In March, after we learned that the government intended to destroy records of Section 215 bulk collection relevant to our NSA cases, we filed for a temporary restraining order in the federal court in San Francisco. We also filed a motion to correct the record with the FISC, since it was a FISC order requiring the destruction of bulk metadata after five years that was at issue.

Following the emergency hearing on our motion, the San Francisco federal court ordered the government to preserve the evidence. On the same day that the federal court issued its order, the FISC issued its own strongly worded order in which it granted our motion and mandated the government to make a filing with the FISC explaining exactly why it had failed to notify the Court about relevant information regarding preservation orders in two related cases, Jewel and Shubert. This omission influenced the FISC's decision on the government's request for relief, and the FISC was not happy about it.

On April 2, the DOJ made its filing. The government's statements in this document deserve close attention because they illustrate in high-definition the failures of the FISC's one-sided system.

The response essentially says that in hindsight, it is clear to the government why the FISC would have wanted to know about the Jewel and Shubert orders. But the government's filings show that it unilaterally decided it was right about its interpretation of the legal theories in these cases. In so doing, it failed to live up to the heightened duty of candor present in ex parte proceedings by failing to inform the FISC that this was disputed. In essence, the government narrowly interpreted the causes of action in the Jewel complaint, excluding the Section 215 surveillance purportedly authorized by the FISC, and thereby narrowing the evidence it would preserve. By making a decision about what facts were relevant, the DOJ attorneys elevated themselves into the role of a judge.

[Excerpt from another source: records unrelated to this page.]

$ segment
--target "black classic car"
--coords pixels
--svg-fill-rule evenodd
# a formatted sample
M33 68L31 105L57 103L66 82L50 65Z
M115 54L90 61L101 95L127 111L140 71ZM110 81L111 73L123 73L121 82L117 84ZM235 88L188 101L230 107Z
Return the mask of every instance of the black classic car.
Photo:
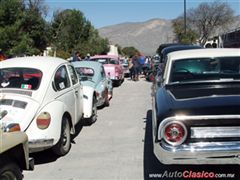
M238 49L169 53L152 105L160 162L240 164Z

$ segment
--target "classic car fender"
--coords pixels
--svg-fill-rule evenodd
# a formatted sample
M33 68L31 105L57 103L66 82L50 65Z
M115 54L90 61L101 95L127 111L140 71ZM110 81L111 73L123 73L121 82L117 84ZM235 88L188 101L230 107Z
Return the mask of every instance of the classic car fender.
M40 129L37 127L37 117L43 113L48 112L51 116L51 122L46 129ZM74 128L70 109L61 101L52 101L45 105L34 117L30 126L27 128L26 133L29 138L30 149L46 149L54 146L60 138L62 118L64 115L68 115L71 128ZM74 129L72 129L74 131ZM31 151L32 152L32 151Z
M0 130L0 162L14 160L22 170L33 170L34 160L29 158L28 137L24 132L3 132ZM0 164L1 164L0 163Z
M92 116L94 89L90 86L83 86L83 117Z

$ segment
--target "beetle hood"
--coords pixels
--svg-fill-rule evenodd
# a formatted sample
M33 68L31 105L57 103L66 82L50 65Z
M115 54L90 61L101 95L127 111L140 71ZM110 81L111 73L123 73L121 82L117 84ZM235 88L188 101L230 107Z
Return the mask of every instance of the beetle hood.
M30 97L17 95L1 95L0 111L7 111L7 115L0 120L4 125L18 123L25 131L34 119L39 109L39 103Z

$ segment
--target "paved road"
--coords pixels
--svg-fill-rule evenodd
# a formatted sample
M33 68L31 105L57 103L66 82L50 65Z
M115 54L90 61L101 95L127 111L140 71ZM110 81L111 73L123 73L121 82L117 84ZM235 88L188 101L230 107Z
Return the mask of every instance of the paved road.
M125 79L114 89L110 106L98 111L97 122L79 128L66 156L35 154L35 170L24 171L24 179L143 179L150 86L143 79L138 82Z
M159 163L152 150L150 87L143 79L125 80L114 89L110 106L98 111L98 121L78 128L79 133L66 156L56 158L50 152L36 154L35 170L25 171L25 179L179 180L185 171L213 172L219 176L235 174L235 178L228 179L240 179L240 168L236 165ZM163 177L158 178L159 175Z

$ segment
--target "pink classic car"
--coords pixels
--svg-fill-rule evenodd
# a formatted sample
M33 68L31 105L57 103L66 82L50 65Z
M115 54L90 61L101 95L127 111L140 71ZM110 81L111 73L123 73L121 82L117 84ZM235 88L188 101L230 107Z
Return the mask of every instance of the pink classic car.
M91 61L98 61L103 64L106 76L109 77L116 86L121 85L124 80L123 68L119 63L118 56L114 55L95 55Z

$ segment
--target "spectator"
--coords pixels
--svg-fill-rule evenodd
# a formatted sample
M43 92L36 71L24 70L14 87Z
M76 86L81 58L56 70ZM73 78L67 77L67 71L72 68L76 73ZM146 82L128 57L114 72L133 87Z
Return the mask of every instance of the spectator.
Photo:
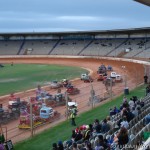
M106 133L110 130L109 124L107 123L107 120L104 119L102 123L102 133Z
M113 128L113 122L110 120L110 116L107 116L106 120L107 120L107 123L109 125L110 130L111 130Z
M138 116L138 110L135 109L135 107L132 107L132 114L134 115L134 117Z
M128 130L124 127L121 127L119 133L116 135L117 137L117 142L119 145L119 148L123 148L125 144L128 143L129 138L128 138Z
M134 107L134 101L132 98L130 98L130 100L129 100L129 107L130 108Z
M125 100L125 101L123 102L123 107L124 107L124 108L129 107L129 104L128 104L127 100Z
M102 135L98 135L98 137L95 139L94 147L95 147L95 150L101 150L102 148L103 149L109 148L108 144L103 139Z
M72 130L71 138L74 139L75 137L76 137L76 132L75 132L75 130Z
M70 119L71 119L71 125L76 126L75 114L74 114L74 112L71 112L71 114L70 114Z
M74 138L74 141L77 142L77 141L80 141L82 139L83 135L81 134L81 131L79 130L77 133L76 133L76 137Z
M94 125L93 125L93 130L95 133L100 133L101 132L101 124L99 123L98 119L95 119Z
M133 113L130 111L130 108L127 108L127 121L130 122L133 118Z
M77 143L74 142L74 143L72 144L72 150L78 150L78 148L77 148Z
M88 127L83 134L83 141L89 140L90 137L91 137L91 131Z
M58 150L64 150L62 141L58 141Z
M85 141L85 148L86 148L86 150L93 150L92 145L89 141Z
M113 111L114 111L114 114L117 114L117 113L120 112L119 109L118 109L116 106L114 107L114 110L113 110Z
M53 145L52 145L52 150L58 150L58 147L57 147L57 144L56 144L56 143L53 143Z

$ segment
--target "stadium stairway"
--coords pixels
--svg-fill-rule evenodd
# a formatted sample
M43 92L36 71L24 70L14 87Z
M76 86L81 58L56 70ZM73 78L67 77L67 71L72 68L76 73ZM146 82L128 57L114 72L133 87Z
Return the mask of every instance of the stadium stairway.
M60 41L61 41L61 40L59 39L59 40L55 43L55 45L53 46L53 48L49 51L48 55L51 54L51 52L55 49L55 47L58 45L58 43L59 43Z
M20 48L19 48L19 50L18 50L18 52L17 52L17 55L20 54L20 52L21 52L21 50L22 50L24 44L25 44L25 38L23 39L23 41L22 41L22 43L21 43L21 45L20 45Z

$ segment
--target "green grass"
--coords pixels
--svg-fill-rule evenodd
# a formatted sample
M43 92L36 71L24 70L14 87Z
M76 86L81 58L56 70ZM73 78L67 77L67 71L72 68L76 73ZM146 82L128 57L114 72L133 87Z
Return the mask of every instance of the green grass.
M145 97L145 86L140 86L135 90L130 91L127 95L128 99L132 96L137 96L138 98ZM96 118L99 120L104 119L109 115L109 108L113 106L120 106L124 95L121 95L101 106L96 107L93 110L82 113L76 118L76 123L78 126L83 124L92 123ZM41 134L34 136L28 140L17 143L15 145L15 150L49 150L53 142L58 142L59 140L69 139L71 136L71 130L74 129L69 121L64 121L59 125L52 127Z
M0 95L36 88L52 80L80 77L84 70L79 67L43 64L4 64L0 68Z

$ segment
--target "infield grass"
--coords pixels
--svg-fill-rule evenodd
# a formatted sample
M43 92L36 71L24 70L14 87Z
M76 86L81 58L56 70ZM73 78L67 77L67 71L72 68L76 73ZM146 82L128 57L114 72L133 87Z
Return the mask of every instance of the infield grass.
M107 115L109 115L110 107L120 106L123 96L124 95L121 95L93 110L82 113L76 118L77 125L80 126L83 124L93 123L96 118L99 120L104 119ZM145 97L145 86L143 85L130 91L130 94L126 97L129 99L132 96L137 96L138 98ZM74 127L70 125L70 122L64 121L59 125L34 136L33 138L17 143L15 145L15 150L51 150L53 142L69 140L72 129L74 129Z
M74 79L87 70L61 65L4 64L0 68L0 95L25 91L37 85L48 85L52 80Z

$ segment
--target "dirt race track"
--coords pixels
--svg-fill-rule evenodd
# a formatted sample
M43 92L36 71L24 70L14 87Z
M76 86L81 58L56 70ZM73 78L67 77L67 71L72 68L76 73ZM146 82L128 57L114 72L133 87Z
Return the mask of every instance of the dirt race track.
M113 66L113 69L115 72L127 76L127 86L129 89L135 88L137 85L143 82L143 75L144 75L144 67L142 64L136 64L132 62L125 62L125 61L114 61L114 60L102 60L102 59L93 59L93 58L3 58L0 59L1 63L40 63L40 64L61 64L61 65L67 65L67 66L79 66L84 67L92 70L91 75L94 79L97 78L97 69L101 64L104 65L111 65ZM121 66L125 66L126 68L123 70ZM79 95L70 96L73 101L75 100L78 103L78 109L79 113L84 112L86 110L91 109L91 107L87 106L88 99L90 96L90 84L89 83L83 83L80 79L72 81L73 85L75 85L77 88L80 89ZM105 91L104 84L101 82L97 82L94 80L92 83L93 87L96 91L97 95L103 96ZM43 87L44 88L44 87ZM46 88L50 93L56 93L55 90L49 90ZM62 89L64 91L65 89ZM117 83L115 86L113 86L113 92L115 96L121 94L124 90L124 82ZM21 97L22 99L26 99L29 96L35 95L35 90L30 90L22 93L18 93L17 96ZM109 100L109 99L108 99ZM108 101L106 100L106 101ZM97 105L101 105L102 103L105 103L106 101L103 101ZM8 97L0 97L0 103L3 103L3 105L8 104ZM39 133L47 128L50 128L57 123L65 120L64 114L65 114L65 106L59 106L55 107L55 110L61 113L61 117L59 120L55 120L51 124L44 125L41 127L38 127L34 130L35 133ZM7 126L7 139L11 139L13 143L21 141L22 139L26 139L30 137L30 131L24 131L19 130L17 128L19 120L10 121L8 124L4 125L3 127Z

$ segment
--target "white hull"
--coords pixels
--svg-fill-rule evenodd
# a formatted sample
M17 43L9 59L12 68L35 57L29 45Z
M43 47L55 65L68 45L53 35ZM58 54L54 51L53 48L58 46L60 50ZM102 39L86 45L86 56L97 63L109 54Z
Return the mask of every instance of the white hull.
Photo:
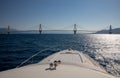
M55 69L54 61L56 63ZM53 66L50 67L50 63ZM0 78L115 78L87 55L76 50L63 50L37 64L0 72Z

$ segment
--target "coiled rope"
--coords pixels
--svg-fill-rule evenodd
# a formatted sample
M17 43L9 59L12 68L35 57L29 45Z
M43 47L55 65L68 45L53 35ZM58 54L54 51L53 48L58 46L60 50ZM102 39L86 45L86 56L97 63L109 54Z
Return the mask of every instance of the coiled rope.
M38 54L42 53L43 51L46 51L48 49L51 49L51 48L55 48L57 46L53 46L53 47L49 47L49 48L46 48L46 49L43 49L37 53L35 53L34 55L30 56L28 59L26 59L25 61L23 61L22 63L20 63L16 68L19 68L20 66L22 66L23 64L25 64L26 62L28 62L30 59L32 59L33 57L37 56Z

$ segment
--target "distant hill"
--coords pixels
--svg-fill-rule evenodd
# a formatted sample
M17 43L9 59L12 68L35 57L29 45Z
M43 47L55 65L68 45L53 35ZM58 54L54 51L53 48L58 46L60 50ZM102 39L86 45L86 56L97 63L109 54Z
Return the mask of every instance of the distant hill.
M101 31L97 31L96 34L108 34L109 30L101 30ZM113 34L120 34L120 28L115 28L112 29L112 33Z

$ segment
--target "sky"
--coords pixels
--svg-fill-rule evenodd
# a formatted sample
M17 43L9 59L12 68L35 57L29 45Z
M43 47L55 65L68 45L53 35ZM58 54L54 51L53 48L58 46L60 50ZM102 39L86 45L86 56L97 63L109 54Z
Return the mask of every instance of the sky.
M0 0L0 28L120 28L120 0Z

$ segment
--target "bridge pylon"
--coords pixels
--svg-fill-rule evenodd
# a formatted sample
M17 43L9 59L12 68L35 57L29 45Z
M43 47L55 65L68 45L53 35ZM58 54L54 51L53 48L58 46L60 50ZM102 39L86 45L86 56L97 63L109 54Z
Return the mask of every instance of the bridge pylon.
M10 26L8 25L7 33L10 34Z
M76 34L77 33L77 27L76 27L77 25L76 24L74 24L74 28L73 28L73 32L74 32L74 34Z
M112 34L112 25L110 25L109 34Z
M42 34L42 25L39 26L39 33Z

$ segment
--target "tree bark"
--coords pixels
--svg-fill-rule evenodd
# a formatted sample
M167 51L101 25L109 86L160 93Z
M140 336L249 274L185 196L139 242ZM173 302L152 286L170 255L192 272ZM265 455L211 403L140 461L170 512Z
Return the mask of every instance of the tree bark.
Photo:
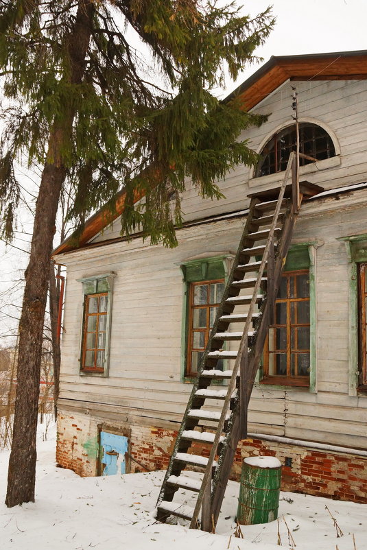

The government apologized to the FISC for its omission, but it also continues to inaccurately portray the controversy over the legal theories our cases. In fact, the DOJ uses this filing to again present their interpretation of the disagreement over the scope of the cases, failing to mention the various arguments we have made on that issue before Judge White in San Francisco. The DOJ calls our view "recently-expressed," attempting to create the impression that the DOJ had no idea that there was any controversy until 2014.  They neglect to mention that we wrote in a 2010 brief that the "government defendants' assertion that 'plaintiffs do not challenge surveillance authorized by the FISA Court' ... misconceives both plaintiffs' complaint and the role of the district court ...."

If this had been a normal court proceeding, each side would present their position in the most favorable light, and the judge would decide who is right. In the FISC, however, this balanced system breaks down. This one-sided system allows for no accountability except in the rare circumstance where the affected parties can raise the issue with the court. Indeed, in most cases, the arguments and the decision are kept secret, and no one can second-guess the government. 

This is why we continue to urge Congress to change the laws governing how FISC operates. At a minimum, significant court decisions must be made public, and a privacy advocate should be a part of the process. These improvements won't bring the same kind of balance that can come with an adversarial system, but could at least deliver a semblance of fairness to the process.